In this entertaining investigation of the habits of American eaters, Egan, a director in the strategic initiatives group of the Culinary Institute of America, examines how eating habits have changed in the past 50-plus years. “At every step of my research,” she writes, “this is what I have found: We don’t put food first. We put three main values above all: work, freedom, and progress.” Those three factors have pushed us to be a nation that now spends more time eating at our workstations than ever before and have prompted an explosion in the snack food industry, as the fine line between a snack and meal gets increasingly blurry. Because Americans spend so much time at work, there’s little time or inclination to create a meal from scratch, which has aided the rise of pre-made meals that are easily reheated in the microwave. Fast-food restaurants now offer a plethora of dishes, while fast-casual restaurants put the emphasis on letting customers create their own meals from a variety of options. Low-fat, gluten-free, low-sugar, and other “diet” foods are all the rage as increasing numbers of Americans battle obesity and diabetes thanks to excessive food intake. The author analyzes a variety of topics, including the desire to drink more wine, eat more chicken wings, and binge on cheese.

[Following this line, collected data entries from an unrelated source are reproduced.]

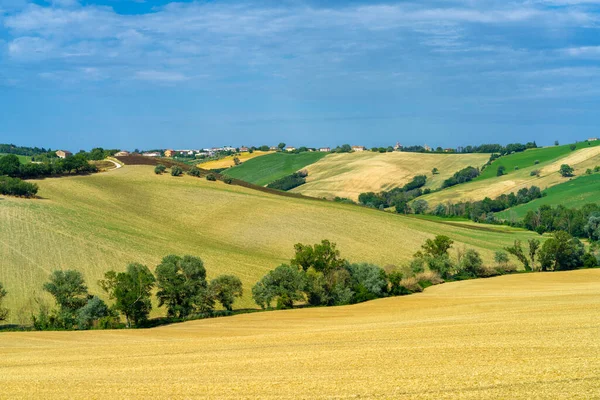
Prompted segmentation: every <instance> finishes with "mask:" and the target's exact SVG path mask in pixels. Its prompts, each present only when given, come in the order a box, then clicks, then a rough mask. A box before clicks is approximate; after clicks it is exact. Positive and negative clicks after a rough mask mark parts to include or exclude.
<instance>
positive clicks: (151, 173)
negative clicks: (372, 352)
mask: <svg viewBox="0 0 600 400" xmlns="http://www.w3.org/2000/svg"><path fill="white" fill-rule="evenodd" d="M266 157H270V156H266ZM36 183H37V184H38V185H39V186H40V191H39V193H38V194H39V195H40V196H41V197H42V199H40V200H26V199H18V198H10V197H0V282H2V283H3V284H4V286H5V288H6V290H7V291H8V292H9V295H8V296H7V298H6V306H7V307H9V308H10V309H11V310H12V314H11V320H10V322H13V323H27V322H28V320H29V316H30V312H31V311H32V310H33V309H35V308H37V306H36V305H35V303H34V302H33V300H32V299H33V298H34V297H35V296H42V295H43V293H42V291H41V287H42V284H43V282H45V281H46V280H47V277H48V275H49V274H50V272H51V271H52V270H54V269H57V268H74V269H78V270H80V271H82V272H83V274H84V276H85V278H86V280H87V283H88V285H89V287H90V290H91V291H92V292H94V293H100V290H99V288H98V287H97V285H96V282H97V281H98V279H100V278H102V277H103V274H104V272H105V271H107V270H110V269H115V270H123V269H124V268H125V266H126V264H127V263H129V262H142V263H145V264H147V265H148V266H149V267H150V268H151V269H152V270H154V267H155V266H156V265H157V264H158V263H159V261H160V259H161V258H162V257H163V256H165V255H167V254H172V253H175V254H191V255H196V256H199V257H201V258H202V259H203V260H204V261H205V265H206V268H207V270H208V274H209V278H212V277H214V276H215V275H218V274H221V273H232V274H235V275H238V276H239V277H240V278H241V279H242V282H243V283H244V288H245V296H244V298H243V299H242V300H241V301H239V302H238V303H236V305H235V306H236V307H248V306H254V304H253V302H252V301H251V297H250V294H251V293H250V288H251V286H252V285H253V284H254V283H256V281H257V280H258V279H260V278H261V277H262V276H263V275H264V274H265V273H266V272H267V271H269V270H271V269H273V268H275V267H276V266H277V265H279V264H280V263H282V262H286V261H289V259H290V258H291V256H292V254H293V245H294V244H295V243H298V242H301V243H316V242H318V241H320V240H322V239H325V238H327V239H330V240H332V241H334V242H337V244H338V247H339V249H340V250H341V252H342V255H343V256H345V257H347V258H348V259H349V260H350V261H355V262H357V261H369V262H373V263H377V264H380V265H382V266H383V265H386V264H400V263H402V262H405V261H408V260H409V259H410V258H411V257H412V255H413V254H414V253H415V252H416V251H417V250H418V249H419V247H420V246H421V244H422V243H423V242H424V241H425V239H427V238H431V237H433V236H434V235H436V234H445V235H448V236H450V237H451V238H453V239H454V240H455V241H456V242H457V245H456V246H457V247H458V246H462V245H463V244H464V245H468V246H472V247H474V248H476V249H478V250H480V251H481V252H482V254H483V256H484V257H485V259H486V260H488V261H490V260H491V259H492V257H493V252H494V251H496V250H499V249H501V248H502V247H503V246H506V245H509V244H510V243H512V241H513V240H514V239H522V240H526V239H527V238H530V237H533V236H537V235H536V234H534V233H531V232H526V231H522V230H508V231H504V230H487V231H482V230H480V229H478V226H477V225H476V224H471V225H469V224H468V223H465V224H463V225H461V226H458V227H457V226H453V225H449V224H443V223H438V222H434V221H426V220H417V219H414V218H409V217H403V216H400V215H395V214H391V213H384V212H380V211H377V210H372V209H367V208H363V207H358V206H352V205H345V204H338V203H333V202H326V201H318V200H304V199H298V198H289V197H282V196H277V195H273V194H269V193H263V192H259V191H256V190H252V189H247V188H243V187H239V186H234V185H226V184H224V183H222V182H209V181H207V180H205V179H198V178H193V177H190V176H182V177H178V178H175V177H172V176H170V175H168V174H165V175H155V174H154V172H153V167H151V166H129V165H127V166H125V167H123V168H120V169H116V170H112V171H110V172H106V173H102V174H95V175H91V176H74V177H65V178H52V179H45V180H38V181H36ZM43 298H44V299H46V300H48V297H47V296H46V297H43ZM162 313H163V310H159V311H156V312H155V313H154V315H159V314H162Z"/></svg>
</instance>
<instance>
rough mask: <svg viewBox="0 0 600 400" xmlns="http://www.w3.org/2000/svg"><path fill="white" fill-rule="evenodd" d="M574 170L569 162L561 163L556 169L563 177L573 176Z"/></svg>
mask: <svg viewBox="0 0 600 400" xmlns="http://www.w3.org/2000/svg"><path fill="white" fill-rule="evenodd" d="M574 171H575V169H573V167H571V166H570V165H569V164H563V165H561V166H560V169H559V170H558V172H559V173H560V174H561V176H563V177H565V178H567V177H570V176H573V172H574Z"/></svg>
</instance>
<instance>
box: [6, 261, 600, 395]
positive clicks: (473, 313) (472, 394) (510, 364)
mask: <svg viewBox="0 0 600 400" xmlns="http://www.w3.org/2000/svg"><path fill="white" fill-rule="evenodd" d="M599 313H600V270H582V271H572V272H559V273H536V274H520V275H510V276H503V277H499V278H492V279H479V280H471V281H463V282H455V283H448V284H444V285H440V286H435V287H431V288H428V289H427V290H426V291H425V292H424V293H421V294H417V295H411V296H404V297H396V298H387V299H380V300H374V301H370V302H367V303H363V304H359V305H354V306H344V307H331V308H312V309H301V310H288V311H276V312H267V313H256V314H249V315H239V316H235V317H229V318H219V319H212V320H202V321H193V322H187V323H182V324H176V325H171V326H165V327H161V328H156V329H151V330H135V331H84V332H29V333H0V354H2V362H1V368H2V374H0V387H1V388H2V391H1V392H0V397H6V398H11V399H14V398H44V399H54V398H57V399H58V398H132V399H136V398H156V399H159V398H161V399H162V398H226V399H239V398H261V399H299V398H300V399H348V398H369V399H390V398H411V399H534V398H535V399H593V398H597V397H598V393H600V344H599V341H598V332H599V331H600V320H599V319H598V315H599Z"/></svg>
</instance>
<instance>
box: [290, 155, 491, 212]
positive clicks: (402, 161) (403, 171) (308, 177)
mask: <svg viewBox="0 0 600 400" xmlns="http://www.w3.org/2000/svg"><path fill="white" fill-rule="evenodd" d="M489 157H490V156H489V154H423V153H408V152H391V153H373V152H356V153H342V154H331V155H329V156H327V157H325V158H324V159H322V160H320V161H318V162H316V163H314V164H311V165H309V166H307V167H306V169H307V170H308V177H307V179H306V183H305V184H304V185H302V186H299V187H297V188H295V189H293V190H292V192H295V193H302V194H304V195H307V196H312V197H320V198H322V197H326V198H333V197H335V196H339V197H347V198H350V199H352V200H355V201H356V200H357V199H358V196H359V195H360V194H361V193H364V192H380V191H382V190H389V189H392V188H395V187H399V186H403V185H404V184H406V183H408V182H409V181H411V180H412V178H413V177H414V176H415V175H427V184H426V186H425V187H426V188H427V187H428V188H431V189H435V188H438V187H439V186H440V185H441V183H442V182H443V181H444V180H445V179H447V178H449V177H450V176H452V175H453V174H454V173H455V172H456V171H459V170H461V169H463V168H465V167H468V166H473V167H481V166H482V165H483V164H485V163H486V162H487V161H488V159H489ZM433 168H437V169H438V170H439V174H436V175H432V173H431V171H432V169H433Z"/></svg>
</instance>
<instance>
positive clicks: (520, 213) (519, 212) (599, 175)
mask: <svg viewBox="0 0 600 400" xmlns="http://www.w3.org/2000/svg"><path fill="white" fill-rule="evenodd" d="M544 193H545V194H546V196H545V197H542V198H541V199H536V200H534V201H531V202H529V203H527V204H521V205H519V206H517V207H513V208H511V209H509V210H506V211H503V212H501V213H498V214H497V217H498V218H502V219H521V218H523V217H524V216H525V214H527V211H529V210H534V211H535V210H537V209H538V208H540V206H542V205H545V204H548V205H552V206H557V205H559V204H562V205H564V206H565V207H569V208H580V207H582V206H584V205H586V204H589V203H596V204H600V174H594V175H584V176H581V177H579V178H576V179H573V180H569V181H567V182H565V183H561V184H560V185H556V186H552V187H550V188H548V189H547V190H546V191H545V192H544Z"/></svg>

Egan studies the creation of “food holidays,” as well, days that revolve as much around food as the actual event (think Super Bowl), and novelty foods that combine sugar, salt, fat, and other ingredients into fantastic creations sure to entice us—e.g., Papa John’s Frito Chili Pizza. The author tells readers how and why these items have become part of America’s food culture and speculates on where American food habits will take us in the future.
An occasionally humorous, definitely informative look at what Americans eat for breakfast, lunch, dinner, and all those snack times in between and how our eating habits are changing who we are.